En 2025, les personnes enfermées dans les 22 CRA de France hexagonale ont été légèrement plus nombreuses (16.467), qu'en 2024 (16.228), selon le bilan annuel publié par Forum réfugiés, France terre d'asile, le Groupe SOS Solidarités, la Cimade et Solidarité Mayotte, des associations intervenant dans ces lieux.
Les ressortissants de trois pays du Maghreb sont majoritaires: Algériens (30%), Tunisiens (11%) et Marocains (10%), confirmant, selon les associations, «le ciblage prioritaire de certaines nationalités». Bruno Retailleau avait lors de son passage au ministère de l'Intérieur engagé un bras de fer avec l'Algérie notamment pour qu'elle accepte de reprendre ses ressortissants expulsés, alors que les relations diplomatiques étaient au plus bas entre les deux pays.

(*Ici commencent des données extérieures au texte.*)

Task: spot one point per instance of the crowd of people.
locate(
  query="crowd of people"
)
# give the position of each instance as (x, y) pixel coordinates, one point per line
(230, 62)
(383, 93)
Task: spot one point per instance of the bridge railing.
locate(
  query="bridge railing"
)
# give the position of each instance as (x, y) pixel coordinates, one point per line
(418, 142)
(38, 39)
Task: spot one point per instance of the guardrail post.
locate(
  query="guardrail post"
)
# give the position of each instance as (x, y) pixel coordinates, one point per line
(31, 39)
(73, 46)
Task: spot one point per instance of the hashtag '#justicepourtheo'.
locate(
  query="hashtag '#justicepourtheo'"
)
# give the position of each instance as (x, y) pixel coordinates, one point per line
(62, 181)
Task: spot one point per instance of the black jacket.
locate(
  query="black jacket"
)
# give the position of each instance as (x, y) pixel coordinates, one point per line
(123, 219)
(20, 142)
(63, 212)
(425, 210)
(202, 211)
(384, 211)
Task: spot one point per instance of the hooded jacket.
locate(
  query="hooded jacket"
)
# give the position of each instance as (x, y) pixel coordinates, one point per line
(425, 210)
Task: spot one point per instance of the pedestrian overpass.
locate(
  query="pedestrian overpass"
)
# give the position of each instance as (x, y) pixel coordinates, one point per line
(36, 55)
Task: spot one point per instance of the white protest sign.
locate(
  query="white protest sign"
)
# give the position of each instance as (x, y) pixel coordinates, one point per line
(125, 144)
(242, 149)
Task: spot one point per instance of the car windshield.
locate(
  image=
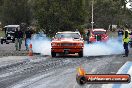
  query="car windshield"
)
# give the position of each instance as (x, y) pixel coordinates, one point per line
(10, 29)
(98, 32)
(68, 35)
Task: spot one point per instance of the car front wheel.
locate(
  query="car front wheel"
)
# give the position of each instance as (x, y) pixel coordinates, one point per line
(53, 54)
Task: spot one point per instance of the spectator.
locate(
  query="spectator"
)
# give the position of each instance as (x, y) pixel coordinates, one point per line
(18, 39)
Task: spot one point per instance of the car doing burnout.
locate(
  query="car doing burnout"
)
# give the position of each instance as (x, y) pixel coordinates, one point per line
(67, 43)
(98, 35)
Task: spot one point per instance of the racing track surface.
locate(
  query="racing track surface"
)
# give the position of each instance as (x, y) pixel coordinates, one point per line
(59, 72)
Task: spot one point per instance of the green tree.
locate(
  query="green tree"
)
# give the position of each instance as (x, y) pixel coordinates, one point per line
(15, 12)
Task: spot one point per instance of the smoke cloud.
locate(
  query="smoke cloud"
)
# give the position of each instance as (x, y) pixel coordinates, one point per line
(112, 46)
(42, 45)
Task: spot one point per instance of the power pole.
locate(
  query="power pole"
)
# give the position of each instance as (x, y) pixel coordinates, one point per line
(92, 14)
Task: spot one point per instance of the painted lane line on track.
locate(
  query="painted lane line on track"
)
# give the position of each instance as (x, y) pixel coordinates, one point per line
(125, 69)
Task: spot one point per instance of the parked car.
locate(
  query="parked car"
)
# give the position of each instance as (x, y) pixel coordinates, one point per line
(98, 34)
(9, 34)
(67, 43)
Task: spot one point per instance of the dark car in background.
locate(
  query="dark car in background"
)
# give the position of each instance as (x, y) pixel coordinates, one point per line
(9, 34)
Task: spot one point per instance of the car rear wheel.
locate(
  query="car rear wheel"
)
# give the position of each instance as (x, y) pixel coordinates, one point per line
(53, 54)
(80, 54)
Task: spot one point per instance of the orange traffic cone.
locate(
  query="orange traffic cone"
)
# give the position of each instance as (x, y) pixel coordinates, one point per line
(30, 53)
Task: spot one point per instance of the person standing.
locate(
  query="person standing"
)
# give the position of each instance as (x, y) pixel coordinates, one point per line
(126, 39)
(120, 34)
(28, 35)
(18, 39)
(88, 35)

En Outre-mer, 27.568 personnes ont été enfermées, le seul CRA de Mayotte concentrant 96% de ces placements parmi lesquels 3.074 mineurs. Majoritairement, les personnes placées en CRA l'ont été à la suite de contrôles de police (46,3%), tandis que 29% l'ont été à la sortie de prison. «Plus de quarante ans après l'ouverture des premiers centres de rétention administrative (1984), l'année 2025 s'inscrit comme l'une des plus préoccupantes pour les droits des personnes étrangères privées de liberté», estiment les associations. Elles s'alarment de l'allongement de la durée moyenne d'enfermement: un peu plus de 33 jours contre près de 17 jours en 2020.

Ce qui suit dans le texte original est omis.